Piedras Negras. Esa era la última ciudad que José debía atravesar. Enfrentó el llamado Río Bravo o Río Grande, una corriente que arrasa cualquier cosa que se atraviese. Las tormentas y el viento dificultan el paso.

—El Río Bravo…¿cómo fue eso?

—Pasé con el agua que me llegaba a la cintura, estaba resbaloso, había muchas piedras.

Fueron diez minutos, pero José sintió que tal vez había pasado una eternidad. Era el último paso, el último peldaño antes de llegar a Estados Unidos. Hoy mira para atrás y dice: “valió la pena”.

Cifras históricas

De acuerdo con la agencia EFE, la peligrosa selva del Darién fue cruzada en octubre pasado por 59.773 migrantes, una cifra mensual sin precedentes, según datos del Servicio Nacional de Migración (SNM) panameño.

Entre enero y octubre llegaron a Panamá en total 211.355 viajeros irregulares, de los cuales el 70,1 % o 148.285 eran venezolanos, la nacionalidad que impulsó este año la ola migratoria hacia Estados Unidos. Además, 32.488 eran menores de edad.

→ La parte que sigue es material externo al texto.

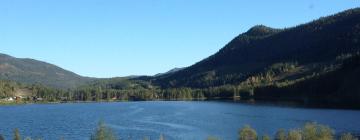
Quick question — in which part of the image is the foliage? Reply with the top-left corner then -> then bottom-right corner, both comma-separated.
340,133 -> 358,140
239,125 -> 257,140
90,121 -> 117,140
14,128 -> 21,140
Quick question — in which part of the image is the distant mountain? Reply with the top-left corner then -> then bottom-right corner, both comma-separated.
154,68 -> 185,76
0,54 -> 91,88
151,8 -> 360,88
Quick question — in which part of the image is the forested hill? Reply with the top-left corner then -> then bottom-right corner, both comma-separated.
0,54 -> 90,88
152,8 -> 360,88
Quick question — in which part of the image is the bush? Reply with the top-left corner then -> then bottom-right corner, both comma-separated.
287,130 -> 302,140
275,129 -> 286,140
261,135 -> 271,140
91,121 -> 117,140
340,133 -> 358,140
302,123 -> 334,140
239,125 -> 257,140
14,128 -> 21,140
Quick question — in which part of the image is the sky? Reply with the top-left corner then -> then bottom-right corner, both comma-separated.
0,0 -> 360,78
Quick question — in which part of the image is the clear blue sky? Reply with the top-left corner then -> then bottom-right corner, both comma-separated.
0,0 -> 360,77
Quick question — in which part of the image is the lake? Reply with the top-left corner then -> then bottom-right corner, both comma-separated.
0,101 -> 360,140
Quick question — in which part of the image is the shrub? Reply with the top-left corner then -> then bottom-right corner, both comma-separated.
14,128 -> 21,140
239,125 -> 257,140
91,121 -> 117,140
261,135 -> 271,140
287,130 -> 302,140
340,133 -> 358,140
275,129 -> 286,140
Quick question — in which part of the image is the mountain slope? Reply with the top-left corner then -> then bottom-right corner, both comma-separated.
153,8 -> 360,88
0,54 -> 91,88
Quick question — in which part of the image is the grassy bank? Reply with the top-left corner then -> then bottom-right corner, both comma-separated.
0,121 -> 358,140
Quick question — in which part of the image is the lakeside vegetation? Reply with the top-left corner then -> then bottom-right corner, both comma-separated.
0,53 -> 360,108
0,121 -> 358,140
0,8 -> 360,109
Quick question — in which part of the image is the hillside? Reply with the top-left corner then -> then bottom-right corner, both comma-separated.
0,54 -> 91,88
151,8 -> 360,88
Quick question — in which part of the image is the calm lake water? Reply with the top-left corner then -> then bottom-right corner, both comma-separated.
0,101 -> 360,140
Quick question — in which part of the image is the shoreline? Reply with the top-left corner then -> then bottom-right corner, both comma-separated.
0,98 -> 360,111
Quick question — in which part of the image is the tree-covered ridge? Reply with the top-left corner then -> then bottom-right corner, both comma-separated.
0,8 -> 360,108
0,53 -> 92,89
153,8 -> 360,88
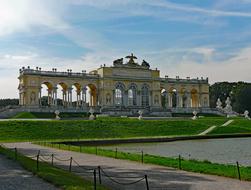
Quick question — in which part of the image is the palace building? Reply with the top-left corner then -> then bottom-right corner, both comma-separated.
18,54 -> 212,116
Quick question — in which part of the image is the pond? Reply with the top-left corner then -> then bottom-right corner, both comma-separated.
102,138 -> 251,166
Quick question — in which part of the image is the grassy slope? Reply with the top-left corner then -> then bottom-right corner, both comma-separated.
41,143 -> 251,181
12,112 -> 88,119
210,118 -> 251,134
0,146 -> 106,190
0,118 -> 225,141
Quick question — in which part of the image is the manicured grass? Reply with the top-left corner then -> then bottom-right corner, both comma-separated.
42,143 -> 251,181
12,112 -> 88,119
210,118 -> 251,134
0,146 -> 107,190
0,118 -> 226,141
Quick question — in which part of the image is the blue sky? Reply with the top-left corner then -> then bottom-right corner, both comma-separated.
0,0 -> 251,98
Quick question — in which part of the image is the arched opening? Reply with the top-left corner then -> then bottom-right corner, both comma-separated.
72,83 -> 81,107
169,87 -> 177,108
180,88 -> 188,108
161,88 -> 168,108
86,84 -> 97,107
141,85 -> 149,106
203,97 -> 208,107
191,89 -> 199,108
128,84 -> 137,106
114,83 -> 125,106
40,82 -> 53,106
57,83 -> 67,107
105,93 -> 112,105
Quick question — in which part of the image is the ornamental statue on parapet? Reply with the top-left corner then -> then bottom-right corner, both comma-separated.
113,53 -> 150,69
125,53 -> 138,65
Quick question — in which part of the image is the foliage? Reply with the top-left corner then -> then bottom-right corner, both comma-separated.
0,146 -> 106,190
0,117 -> 226,141
210,82 -> 251,113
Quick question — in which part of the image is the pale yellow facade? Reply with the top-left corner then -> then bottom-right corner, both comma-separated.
19,55 -> 209,112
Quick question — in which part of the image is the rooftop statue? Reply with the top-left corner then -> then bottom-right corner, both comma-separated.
125,53 -> 138,65
113,58 -> 123,65
141,60 -> 150,68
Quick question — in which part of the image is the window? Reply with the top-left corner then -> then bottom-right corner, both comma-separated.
141,85 -> 149,106
115,83 -> 124,105
128,85 -> 137,106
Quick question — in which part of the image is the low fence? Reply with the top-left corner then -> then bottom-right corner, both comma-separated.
6,148 -> 149,190
38,142 -> 245,183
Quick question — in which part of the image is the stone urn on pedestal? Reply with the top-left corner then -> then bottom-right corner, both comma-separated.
89,108 -> 95,120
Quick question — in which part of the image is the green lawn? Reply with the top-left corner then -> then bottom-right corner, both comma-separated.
0,117 -> 226,141
38,143 -> 251,181
0,146 -> 107,190
210,118 -> 251,134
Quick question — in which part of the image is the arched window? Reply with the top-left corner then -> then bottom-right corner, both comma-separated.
115,83 -> 124,105
141,85 -> 149,106
106,93 -> 111,104
204,97 -> 208,107
128,85 -> 137,106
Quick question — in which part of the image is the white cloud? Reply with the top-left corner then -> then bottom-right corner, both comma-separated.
160,47 -> 251,83
0,0 -> 68,36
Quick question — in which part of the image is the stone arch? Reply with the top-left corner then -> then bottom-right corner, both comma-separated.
169,87 -> 178,108
39,81 -> 54,106
70,82 -> 81,107
191,88 -> 199,108
203,97 -> 208,107
128,83 -> 137,106
180,87 -> 188,108
161,87 -> 168,108
56,82 -> 68,107
141,84 -> 150,107
85,83 -> 97,106
114,82 -> 125,106
105,92 -> 112,105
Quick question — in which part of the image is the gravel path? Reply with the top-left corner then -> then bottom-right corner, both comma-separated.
0,155 -> 57,190
5,143 -> 251,190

Las autoridades panameñas han asegurado que el flujo de venezolanos se redujo "drásticamente" luego de que el pasado 12 de octubre el Gobierno estadounidense anunció que todo nacional de Venezuela que entre a EE.UU. habiendo cruzado de manera irregular la frontera de México y de Panamá será expulsado a territorio mexicano.

Además, los expulsados serán excluidos del programa mediante el cual Estados Unidos dará estatus legal por dos años a 24.000 venezolanos que lleguen en avión y con patrocinadores.